It's not nonsense. What's nonsense is to say Nate's prediction for the election was accurate or correct. It trivially was not.

What it would be reasonable to say is if his model had correctly predicted the outcome of a significant sample of elections, then you could say his model has some accuracy or predictive power. But it still would never have been accurate or right in the specific instances it got wrong, that's just a misconception about how statistics and predictive models work. I hope this helps.


What are you even classifying as accurate or correct? Do you take every 51% prediction from FiveThirtyEight and if the result is a win you consider that forecast accurate? And every 49% prediction must result in a loss? This just not how statistical forecasts work.

>What it would be reasonable to say is if his model had correctly predicted the outcome of a significant sample of elections, then you could say his model has some accuracy or predictive power.

I don't know why you're couching that in a hypothetical, FiveThirtyEight has repeatedly done that exercise.

>But it still would never have been accurate or right in the specific instances it got wrong

It is core to the concept of a probability that the result is going to go the opposite way from the prediction sometimes! It's meaningless to call it "wrong".


> What are you even classifying as accurate or correct?

When somebody gives a prediction of the outcome of an election? I classify it as correct if they predicted the candidate who wins.

> Do you take every 51% prediction from FiveThirtyEight and if the result is a win you consider that forecast accurate? And every 49% prediction must result in a loss? This just not how statistical forecasts work.

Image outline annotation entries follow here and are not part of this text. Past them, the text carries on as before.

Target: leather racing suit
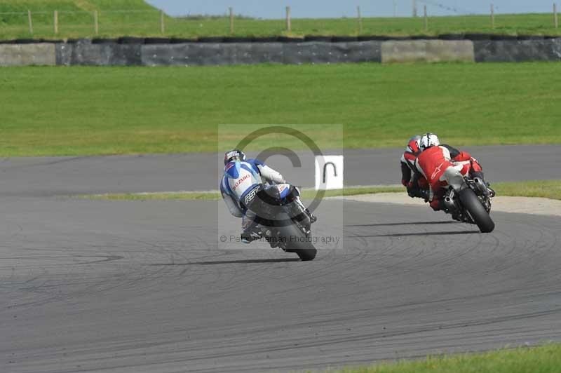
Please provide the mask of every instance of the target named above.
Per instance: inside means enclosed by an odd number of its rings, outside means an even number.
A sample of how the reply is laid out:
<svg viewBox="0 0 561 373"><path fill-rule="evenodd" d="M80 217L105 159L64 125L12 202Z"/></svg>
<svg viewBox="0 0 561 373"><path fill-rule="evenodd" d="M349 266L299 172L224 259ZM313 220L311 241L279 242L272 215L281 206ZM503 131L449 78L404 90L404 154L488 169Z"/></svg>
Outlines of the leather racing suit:
<svg viewBox="0 0 561 373"><path fill-rule="evenodd" d="M242 218L243 238L249 237L252 233L253 228L257 225L255 222L256 215L248 208L245 201L246 198L252 197L259 191L264 181L271 184L285 183L280 172L257 159L231 161L224 166L224 176L220 182L220 193L230 213L236 217ZM280 186L283 189L283 186ZM288 192L289 189L291 191L295 190L299 195L297 189L290 188L287 184L286 191ZM303 210L309 214L310 217L313 217L299 196L295 196L295 201L300 205Z"/></svg>
<svg viewBox="0 0 561 373"><path fill-rule="evenodd" d="M484 180L479 162L467 151L459 151L450 145L431 147L419 154L415 166L429 186L428 201L434 210L442 210L444 188L450 175L470 175Z"/></svg>

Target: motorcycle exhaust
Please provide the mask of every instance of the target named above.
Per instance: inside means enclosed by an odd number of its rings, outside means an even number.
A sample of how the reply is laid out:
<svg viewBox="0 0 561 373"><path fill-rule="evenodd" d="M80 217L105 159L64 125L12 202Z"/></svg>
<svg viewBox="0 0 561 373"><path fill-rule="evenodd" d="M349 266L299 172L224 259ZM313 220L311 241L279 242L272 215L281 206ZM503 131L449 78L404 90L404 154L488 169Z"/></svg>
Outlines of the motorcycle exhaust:
<svg viewBox="0 0 561 373"><path fill-rule="evenodd" d="M444 205L446 206L446 208L450 211L454 211L456 210L456 204L454 203L454 200L450 197L446 197L444 198Z"/></svg>
<svg viewBox="0 0 561 373"><path fill-rule="evenodd" d="M475 177L473 179L473 182L475 183L475 187L479 190L481 193L483 194L484 196L488 196L489 194L489 189L487 187L485 183L484 183L481 179L478 177Z"/></svg>

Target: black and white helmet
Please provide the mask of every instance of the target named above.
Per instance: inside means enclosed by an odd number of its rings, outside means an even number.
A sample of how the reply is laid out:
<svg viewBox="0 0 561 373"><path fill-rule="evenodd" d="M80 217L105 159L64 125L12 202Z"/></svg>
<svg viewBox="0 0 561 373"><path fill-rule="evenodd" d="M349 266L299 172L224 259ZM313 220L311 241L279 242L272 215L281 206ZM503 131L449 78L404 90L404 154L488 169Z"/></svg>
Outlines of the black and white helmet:
<svg viewBox="0 0 561 373"><path fill-rule="evenodd" d="M421 151L431 147L438 147L440 144L440 140L438 140L438 136L434 133L425 133L421 136L421 139L419 140L419 147Z"/></svg>
<svg viewBox="0 0 561 373"><path fill-rule="evenodd" d="M228 162L231 161L245 161L245 154L243 151L237 149L224 153L224 164L227 165Z"/></svg>

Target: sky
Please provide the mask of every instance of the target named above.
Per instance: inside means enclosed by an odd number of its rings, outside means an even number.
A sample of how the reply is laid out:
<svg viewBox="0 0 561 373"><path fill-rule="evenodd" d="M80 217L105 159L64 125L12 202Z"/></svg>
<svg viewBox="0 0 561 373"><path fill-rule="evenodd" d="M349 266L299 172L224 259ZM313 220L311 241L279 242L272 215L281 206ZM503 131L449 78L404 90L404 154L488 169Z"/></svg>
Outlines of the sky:
<svg viewBox="0 0 561 373"><path fill-rule="evenodd" d="M490 12L491 3L498 13L553 12L555 0L417 0L419 14L423 6L432 15ZM561 0L557 6L561 7ZM229 6L236 14L265 19L282 18L290 6L292 18L353 17L360 6L363 17L410 16L413 0L147 0L172 15L224 15Z"/></svg>

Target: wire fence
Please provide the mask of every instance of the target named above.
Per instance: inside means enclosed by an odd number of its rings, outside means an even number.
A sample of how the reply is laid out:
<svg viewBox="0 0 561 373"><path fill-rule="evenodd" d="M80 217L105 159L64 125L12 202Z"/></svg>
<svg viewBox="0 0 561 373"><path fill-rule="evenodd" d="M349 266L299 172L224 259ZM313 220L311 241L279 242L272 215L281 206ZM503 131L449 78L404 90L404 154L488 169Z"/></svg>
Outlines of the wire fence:
<svg viewBox="0 0 561 373"><path fill-rule="evenodd" d="M9 37L95 37L116 36L268 36L299 35L408 35L489 32L560 34L557 7L550 13L500 14L490 6L488 14L431 15L434 1L413 2L411 17L365 16L359 6L354 16L299 18L286 7L283 19L263 20L237 15L170 17L161 11L52 11L0 13L0 39ZM436 4L436 5L434 5ZM457 11L457 9L452 9ZM296 16L296 17L295 17Z"/></svg>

No, but it is the way to map statistical forecasts to reality. He was quite explicitly predicting the outcome of the actual election. That prediction was incorrect.

The whole rating of the accuracy of these models is really snakeoil dressed up as science. There is a lot less rigorous science and a lot more feelings and adjusting numbers and twiddling formulas retrospectively than you were probably led to believe.

Would a 99-1 for Trump model have been worse or less accurate than a 51-49 for Clinton model? Despite predicting the correct outcome whereas the Clinton model predicted the incorrect outcome?

> I don't know why you're couching that in a hypothetical, FiveThirtyEight has repeatedly done that exercise.

Not really with much rigor. Where are their reproducible published papers and data sets? They made their name with a bit of luck on a fairly predictable election, but were unable to show a significant advantage in their methods across a number of elections.

> It is core to the concept of a probability that the result is going to go the opposite way from the prediction sometimes! It's meaningless to call it "wrong".

No no, that's not true. There are two different things here. Firstly, if you had a model and method of predicting elections that you applied to a sample of elections and showed that it had a good ability to correctly predict, then you can say your model is a good prediction across typical elections. The model getting one wrong does not make it a bad model over a set of elections. It absolutely is wrong for that particular election though. And secondly if you use a model to make a prediction about a particular election, when your prediction turns out to be wrong, it was not retroactively correct because it just followed the model and you claim the model is good. That's just not how statistics or predictions work.


It's so interesting to see how someone could so confidentially wrong and clearly show no knowledge of statistics.

Also, they don’t any plans for the IP, and Nate would’ve paid above-market rate just to take over and preserve the content for posterity. He estimates that they deleted 200,000 hours of human labor.

This is just some Disney suits being extraordinarily petty.


Yes, just to add to this: in the article by Nate [0] he says that he tried to buy the IP but Disney refused because they were unhappy with some of his prior comments.

"I did approach Disney a year or two ago, through my agent, about acquiring the remaining IP. ...

We were told to basically get lost: ABC was annoyed with my critical public comments about their management of FiveThirtyEight. It apparently wasn’t a long conversation, so I don’t have a lot more color to report than that."

[0] https://news.ycombinator.com/item?id=48197703


Pride comes before the fall. Sorry, Nate.

Which brings us to the next layer of modern dependency management insanity:

The fact that basically none of these multi-million dollar companies are vendoring their entire dependency tree.

At most companies, even ones worth millions of dollars, it would be impossible for them to rebuild their software if someone ripped a package off of npm’s registry or whatever.


As recently as 2015 when I attended a middling CS program, we had in-person timed exams where we had to write down DSA implementations on a blank sheet of paper in Java.

We were deducted points for trivial syntax mistakes.

If these stories I keep hearing are true, then university programs have really taken a nose dive recently. This isn’t a “back in my day” thing, but within the past 5 years.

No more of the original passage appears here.